Recently, Future Generali India Life Insurance Company Limited (FGILI) used a combination of private and public cloud capabilities through Nutanix Enterprise Cloud OS. FGILI aimed to gain the agility required for building digital solutions while storing data in compliance with regulatory requirements.

“Their technology adoption enabled the company to support 30% year-on-year growth. Nutanix remains committed to supporting India’s BFSI sector as it looks to technology for business transformation,” commented Anantharaman.

Other key findings of this year’s report include:

Financial services organisations are looking to optimize their cloud usage: For this sector, the key reasons for modernizing its IT infrastructure are gain greater control of IT resource usage (59%) and gain speed (58%). And flexibility needed (55%) to meet business requirements.

Investment in hyperconverged infrastructure (HCI) shows the industry’s confidence in the private cloud: Nearly 50% of financial sector respondents have either fully deployed HCI or are in the process of doing so. But 38% report they will be deploying HCI within the next 12 to 24 months. This means the investment is directly aligned with increased private cloud adoption. Because HCI reduces the time it takes to build the software-defined, scalable infrastructure necessary to support the private cloud.

Security concerns are driving private cloud adoption: Financial services organisations (62%) ranked security, privacy and compliance issues as key concerns for running applications within public cloud solutions. But 30% of respondents were less concerned with public cloud capacity (30%) which meant that the public cloud has the capabilities to support IT infrastructures. And the security of sensitive data is non-negotiable and organisations are looking for alternative solutions.

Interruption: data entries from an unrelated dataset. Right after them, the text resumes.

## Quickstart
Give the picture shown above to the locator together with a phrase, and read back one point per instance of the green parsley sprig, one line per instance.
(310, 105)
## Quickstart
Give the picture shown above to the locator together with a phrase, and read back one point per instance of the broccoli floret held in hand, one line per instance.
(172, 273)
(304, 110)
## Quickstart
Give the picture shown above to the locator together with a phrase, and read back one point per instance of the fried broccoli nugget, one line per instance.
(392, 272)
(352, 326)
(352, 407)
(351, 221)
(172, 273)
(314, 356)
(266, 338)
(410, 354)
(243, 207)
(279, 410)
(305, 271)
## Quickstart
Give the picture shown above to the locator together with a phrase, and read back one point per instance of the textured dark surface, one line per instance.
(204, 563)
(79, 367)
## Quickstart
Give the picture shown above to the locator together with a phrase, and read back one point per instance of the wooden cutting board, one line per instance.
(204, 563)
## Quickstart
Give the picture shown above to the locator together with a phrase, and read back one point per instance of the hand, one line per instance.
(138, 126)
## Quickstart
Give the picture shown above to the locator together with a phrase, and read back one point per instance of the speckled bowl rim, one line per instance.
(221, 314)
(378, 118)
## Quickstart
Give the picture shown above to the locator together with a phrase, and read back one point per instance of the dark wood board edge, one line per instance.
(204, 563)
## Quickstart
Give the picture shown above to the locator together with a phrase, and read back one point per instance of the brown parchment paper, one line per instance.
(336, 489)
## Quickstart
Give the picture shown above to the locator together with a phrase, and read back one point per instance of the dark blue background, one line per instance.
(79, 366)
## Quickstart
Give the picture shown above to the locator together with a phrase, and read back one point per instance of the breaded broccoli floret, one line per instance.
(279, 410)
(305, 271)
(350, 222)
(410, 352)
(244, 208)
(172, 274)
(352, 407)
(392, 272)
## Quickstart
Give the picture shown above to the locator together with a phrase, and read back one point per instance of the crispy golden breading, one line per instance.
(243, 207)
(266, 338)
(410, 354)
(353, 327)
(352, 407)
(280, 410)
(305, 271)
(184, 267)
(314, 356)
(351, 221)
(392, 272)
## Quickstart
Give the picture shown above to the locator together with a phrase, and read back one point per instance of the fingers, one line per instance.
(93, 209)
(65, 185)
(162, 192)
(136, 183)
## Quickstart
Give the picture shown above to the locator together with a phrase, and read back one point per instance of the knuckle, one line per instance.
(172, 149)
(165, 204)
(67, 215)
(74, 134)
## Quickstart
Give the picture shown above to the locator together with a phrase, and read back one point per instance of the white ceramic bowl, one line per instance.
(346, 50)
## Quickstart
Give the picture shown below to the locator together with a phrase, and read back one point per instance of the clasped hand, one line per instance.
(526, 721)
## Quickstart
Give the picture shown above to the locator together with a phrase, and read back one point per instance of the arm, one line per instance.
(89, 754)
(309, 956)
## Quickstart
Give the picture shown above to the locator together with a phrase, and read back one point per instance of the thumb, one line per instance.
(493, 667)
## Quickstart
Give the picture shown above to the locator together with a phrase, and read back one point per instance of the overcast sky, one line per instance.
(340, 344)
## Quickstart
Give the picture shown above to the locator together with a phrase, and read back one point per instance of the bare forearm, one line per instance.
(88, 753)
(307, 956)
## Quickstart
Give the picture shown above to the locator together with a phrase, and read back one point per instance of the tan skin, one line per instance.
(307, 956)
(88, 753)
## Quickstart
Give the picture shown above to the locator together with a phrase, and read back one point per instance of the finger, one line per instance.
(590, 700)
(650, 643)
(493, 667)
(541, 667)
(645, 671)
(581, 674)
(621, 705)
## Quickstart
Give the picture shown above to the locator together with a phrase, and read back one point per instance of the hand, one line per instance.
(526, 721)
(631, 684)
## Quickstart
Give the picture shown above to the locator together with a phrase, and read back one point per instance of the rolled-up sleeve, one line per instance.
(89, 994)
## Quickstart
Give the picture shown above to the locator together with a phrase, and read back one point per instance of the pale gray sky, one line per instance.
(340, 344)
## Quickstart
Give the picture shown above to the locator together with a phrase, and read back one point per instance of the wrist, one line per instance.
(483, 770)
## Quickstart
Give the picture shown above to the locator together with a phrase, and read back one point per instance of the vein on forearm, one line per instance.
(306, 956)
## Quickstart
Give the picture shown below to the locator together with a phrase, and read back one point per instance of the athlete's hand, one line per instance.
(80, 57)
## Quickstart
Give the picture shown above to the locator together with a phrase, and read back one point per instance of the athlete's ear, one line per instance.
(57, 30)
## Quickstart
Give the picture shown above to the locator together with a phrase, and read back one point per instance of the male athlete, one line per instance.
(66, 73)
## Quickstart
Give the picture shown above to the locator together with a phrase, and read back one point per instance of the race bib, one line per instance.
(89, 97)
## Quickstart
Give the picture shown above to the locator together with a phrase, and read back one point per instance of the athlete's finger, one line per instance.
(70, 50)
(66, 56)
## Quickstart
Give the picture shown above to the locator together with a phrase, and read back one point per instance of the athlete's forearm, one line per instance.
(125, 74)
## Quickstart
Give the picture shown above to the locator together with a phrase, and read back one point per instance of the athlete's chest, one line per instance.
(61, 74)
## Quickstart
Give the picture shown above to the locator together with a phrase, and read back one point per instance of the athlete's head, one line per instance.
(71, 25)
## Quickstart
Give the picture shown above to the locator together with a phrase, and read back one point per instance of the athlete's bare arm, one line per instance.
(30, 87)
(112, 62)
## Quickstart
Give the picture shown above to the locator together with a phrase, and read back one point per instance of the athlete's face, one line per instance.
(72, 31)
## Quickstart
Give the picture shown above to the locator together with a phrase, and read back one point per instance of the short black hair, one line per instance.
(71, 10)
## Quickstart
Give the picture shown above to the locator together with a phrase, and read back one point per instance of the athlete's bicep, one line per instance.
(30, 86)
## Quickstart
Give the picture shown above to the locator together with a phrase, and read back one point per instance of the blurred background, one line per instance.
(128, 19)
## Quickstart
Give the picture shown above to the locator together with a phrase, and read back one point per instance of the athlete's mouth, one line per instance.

The industry must invest in talent to support a hybrid cloud environment: More than a third of financial services respondents (36%) said they are short on skills needed to manage mixed private/public cloud environments. While 34% said they lack expertise in cloud-native technologies and containers, including Kubernetes. These issues have contributed to organisational struggles to fully adopt hybrid cloud.

The survey spanned multiple industries, business sizes, and geographies including the Americas; Europe; the Middle East and Africa (EMEA); and Asia-Pacific and Japan. Nutanix commissioned U.K based Vanson Bourne to conduct this study, which surveyed 3,400 IT decision-makers around during the mid-2020.

The study’s main focus was to understand the impact of the COVID-19 pandemic on current and future IT infrastructure decisions. And how IT strategy and priorities might be changing because of it.